So it really isn’t a shelter-in-place order at all, and it is likely that many people are confused when they encounter that phrase. There would be many other, more accurate ways to describe the situation, like “limit your excursions, and stay six feet from others if you do go out.”
In New York City there’s some similar ambiguity. There has been a long, drawn-out conversation over whether the city should institute a shelter-in-place order: Mayor Bill de Blasio seems to want one, while Governor Andrew Cuomo has dragged his feet and highlighted the practical difficulties. But even two of the most powerful men in New York State don’t seem to know exactly what they are talking about: “De Blasio acknowledged he was unsure of the difference between quarantine and shelter-in-place order, and further said any decision should involve input from the state,” notes the Daily News. Cuomo, for his part, only made things more confusing during press appearances in which he hasn’t been working with the same definition of shelter in place as other leaders. “You want to shelter in place, what you’re really saying is we’re closing the businesses, right?” he said during an interview with Rachel Maddow and Brian Williams on Tuesday, responding to a question from Maddow about the Bay Area’s shelter-in-place order. Then, during a press conference yesterday, he opposed a shelter-in-place order on the grounds that it could involve shutting down grocery stores.
The idea of food markets in New York City shutting down is, in fact, terrifying, and were it to happen, it would likely cause an instant panic or attempted exodus — but as of now there is no place in the U.S. under a shelter-in-place order where such markets are closed.

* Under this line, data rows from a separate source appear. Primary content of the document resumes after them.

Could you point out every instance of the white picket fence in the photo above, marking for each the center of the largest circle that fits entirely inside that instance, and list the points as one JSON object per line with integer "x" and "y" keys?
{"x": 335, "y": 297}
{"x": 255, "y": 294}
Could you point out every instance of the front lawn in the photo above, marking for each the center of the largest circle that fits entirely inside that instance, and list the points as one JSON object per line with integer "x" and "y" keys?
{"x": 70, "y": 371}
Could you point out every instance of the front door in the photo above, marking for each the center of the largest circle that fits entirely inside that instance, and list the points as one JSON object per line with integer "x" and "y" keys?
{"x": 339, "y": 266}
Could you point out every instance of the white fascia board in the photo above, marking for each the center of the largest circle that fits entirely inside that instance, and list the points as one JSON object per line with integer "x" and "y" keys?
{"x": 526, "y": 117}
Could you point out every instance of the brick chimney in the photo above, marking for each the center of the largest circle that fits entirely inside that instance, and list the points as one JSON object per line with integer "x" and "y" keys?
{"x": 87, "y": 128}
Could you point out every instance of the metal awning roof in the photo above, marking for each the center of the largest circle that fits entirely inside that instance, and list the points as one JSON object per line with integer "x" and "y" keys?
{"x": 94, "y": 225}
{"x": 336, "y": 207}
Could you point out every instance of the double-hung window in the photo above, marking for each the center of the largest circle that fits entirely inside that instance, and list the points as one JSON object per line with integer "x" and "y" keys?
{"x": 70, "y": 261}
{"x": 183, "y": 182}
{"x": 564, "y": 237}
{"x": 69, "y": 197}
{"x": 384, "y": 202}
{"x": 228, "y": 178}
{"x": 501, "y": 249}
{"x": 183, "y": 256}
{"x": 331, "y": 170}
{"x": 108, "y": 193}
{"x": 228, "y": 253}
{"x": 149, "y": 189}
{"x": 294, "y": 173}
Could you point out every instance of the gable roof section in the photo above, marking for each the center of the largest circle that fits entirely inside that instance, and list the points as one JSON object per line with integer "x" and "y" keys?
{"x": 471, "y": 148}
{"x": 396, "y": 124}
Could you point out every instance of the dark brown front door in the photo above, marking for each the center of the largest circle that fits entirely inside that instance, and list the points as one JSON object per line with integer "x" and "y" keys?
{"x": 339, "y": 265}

In the Bay Area, you can walk into a supermarket and buy what you want (depending on supplies).
Authorities should simply stop using this phrase. It’s extremely confusing because, as of now at least, it doesn’t mean what it sounds like. Perhaps more important, if things get worse and an actual shelter-in-place order could become necessary, it will only ramp up the confusion: We’re instituting a shelter-in-place order — no, but really this time.
It doesn’t matter what alternative phraseology politicians adopt. Anything that is pithy and clear will work. But for now, “shelter in place” is extremely confusing and should be dropped.